Influence of the ice structure on the soft UV photochemistry of PAHs embedded in solid water

TL;DR

This study investigates how different ice structures affect the UV-induced chemical reactions of PAHs in solid water, revealing that porous amorphous ice promotes oxygenated PAH formation, impacting astrochemical processes.

Contribution

It provides new insights into how ice structure influences PAH photochemistry, highlighting the role of pore surface interactions in interstellar environments.

Findings

Oxygenated PAHs form efficiently only in amorphous ice.

Fragmentation occurs in both amorphous and crystalline ices.

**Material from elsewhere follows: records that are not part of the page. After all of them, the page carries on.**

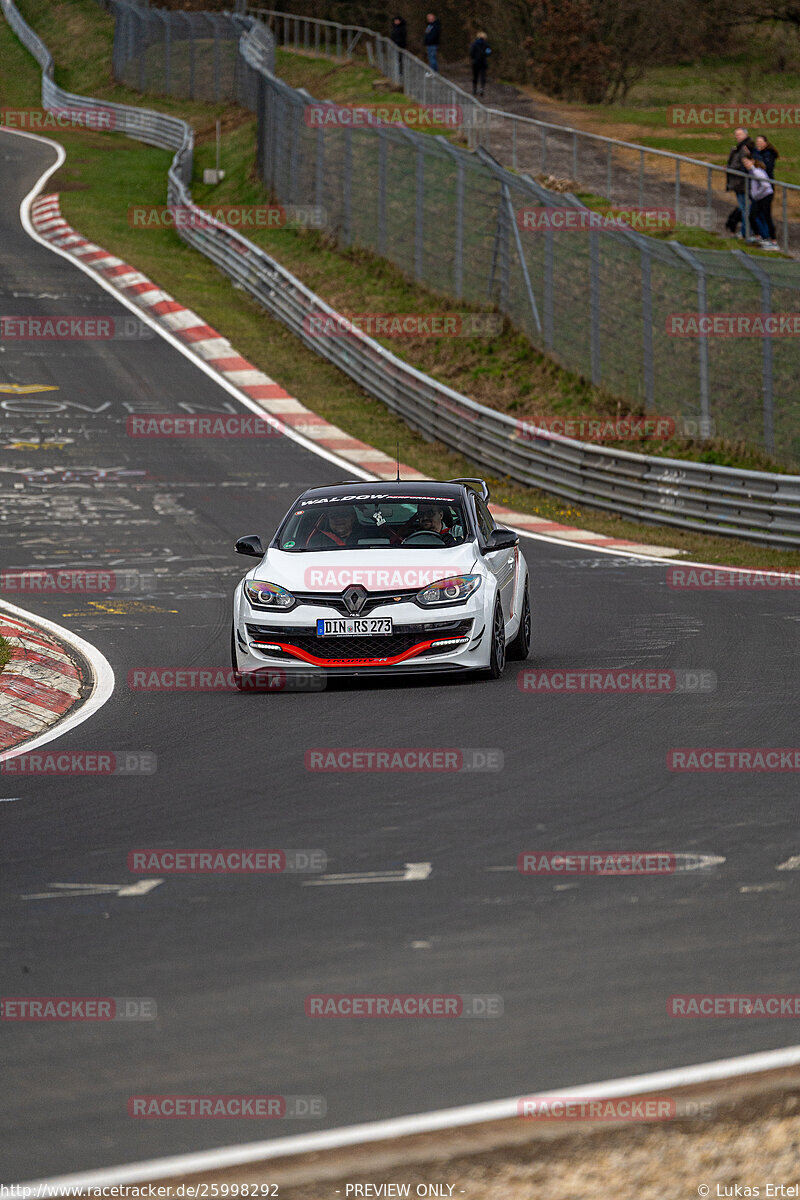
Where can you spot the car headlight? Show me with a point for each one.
(268, 595)
(452, 591)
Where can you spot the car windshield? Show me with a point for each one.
(397, 522)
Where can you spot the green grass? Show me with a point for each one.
(106, 173)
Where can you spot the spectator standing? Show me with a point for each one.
(738, 184)
(400, 36)
(769, 156)
(432, 40)
(479, 55)
(761, 189)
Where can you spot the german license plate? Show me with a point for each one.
(354, 627)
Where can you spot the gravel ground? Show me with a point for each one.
(752, 1143)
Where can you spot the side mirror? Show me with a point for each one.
(250, 545)
(501, 539)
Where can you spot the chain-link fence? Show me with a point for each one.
(624, 310)
(192, 55)
(621, 172)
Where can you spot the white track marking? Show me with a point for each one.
(411, 871)
(101, 671)
(68, 891)
(420, 1122)
(143, 315)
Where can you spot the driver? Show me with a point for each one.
(431, 517)
(341, 531)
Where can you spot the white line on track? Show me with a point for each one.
(421, 1122)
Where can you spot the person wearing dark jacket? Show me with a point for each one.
(398, 36)
(769, 156)
(738, 184)
(479, 55)
(432, 40)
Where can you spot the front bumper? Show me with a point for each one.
(446, 639)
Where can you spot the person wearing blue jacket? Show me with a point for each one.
(432, 40)
(479, 55)
(769, 156)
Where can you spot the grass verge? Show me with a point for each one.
(107, 173)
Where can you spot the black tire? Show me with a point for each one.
(498, 653)
(519, 648)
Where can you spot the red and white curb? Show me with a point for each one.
(38, 684)
(217, 353)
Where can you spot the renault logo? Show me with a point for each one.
(354, 599)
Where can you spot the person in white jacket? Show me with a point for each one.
(761, 189)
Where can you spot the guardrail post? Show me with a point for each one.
(751, 264)
(648, 370)
(594, 300)
(419, 215)
(703, 340)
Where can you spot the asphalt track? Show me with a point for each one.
(584, 969)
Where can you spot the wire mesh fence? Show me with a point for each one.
(620, 172)
(623, 310)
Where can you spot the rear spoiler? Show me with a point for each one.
(477, 485)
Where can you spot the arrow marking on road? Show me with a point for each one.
(410, 873)
(65, 891)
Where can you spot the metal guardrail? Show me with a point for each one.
(621, 172)
(756, 505)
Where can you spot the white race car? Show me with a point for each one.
(383, 579)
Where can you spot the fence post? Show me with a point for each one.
(383, 189)
(143, 48)
(594, 303)
(523, 264)
(168, 53)
(347, 185)
(191, 60)
(751, 264)
(648, 367)
(703, 340)
(419, 219)
(319, 180)
(549, 307)
(215, 25)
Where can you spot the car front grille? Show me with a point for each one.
(334, 649)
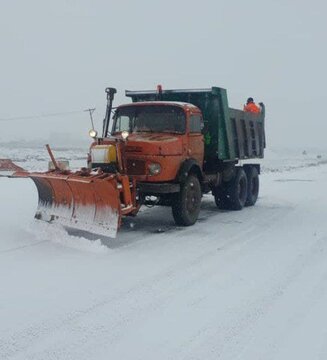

Porous ice promotes PAH-water interactions at pore surfaces.

Abstract

The UV photoreactivity of polycyclic aromatic hydrocarbons (PAHs) in porous amorphous solid water has long been known to form both oxygenated photoproducts and photofragments. The aim of this study was to examine the influence of the ice structure upon reactivity under soft UV irradiation conditions. Mixtures of PAHs with amorphous solid water (porous and compact) and crystalline (cubic and hexagonal) ices were prepared in a high vacuum chamber and irradiated using a mercury lamp for up to 2.5 hours. The results show that the production of oxygenated PAHs is efficient only in amorphous water ice, while fragmentation can occur in both amorphous and crystalline ices. We conclude that the reactivity is driven by PAH-water interactions in favourable geometries, notably where dangling bonds are available at the surface of pores. These results suggest that the formation of oxygenated PAH molecules is most likely to occur in interstellar environments with porous (or compact) amorphous solid water and that this reactivity could considerably influence the inventory of aromatics in meteorites.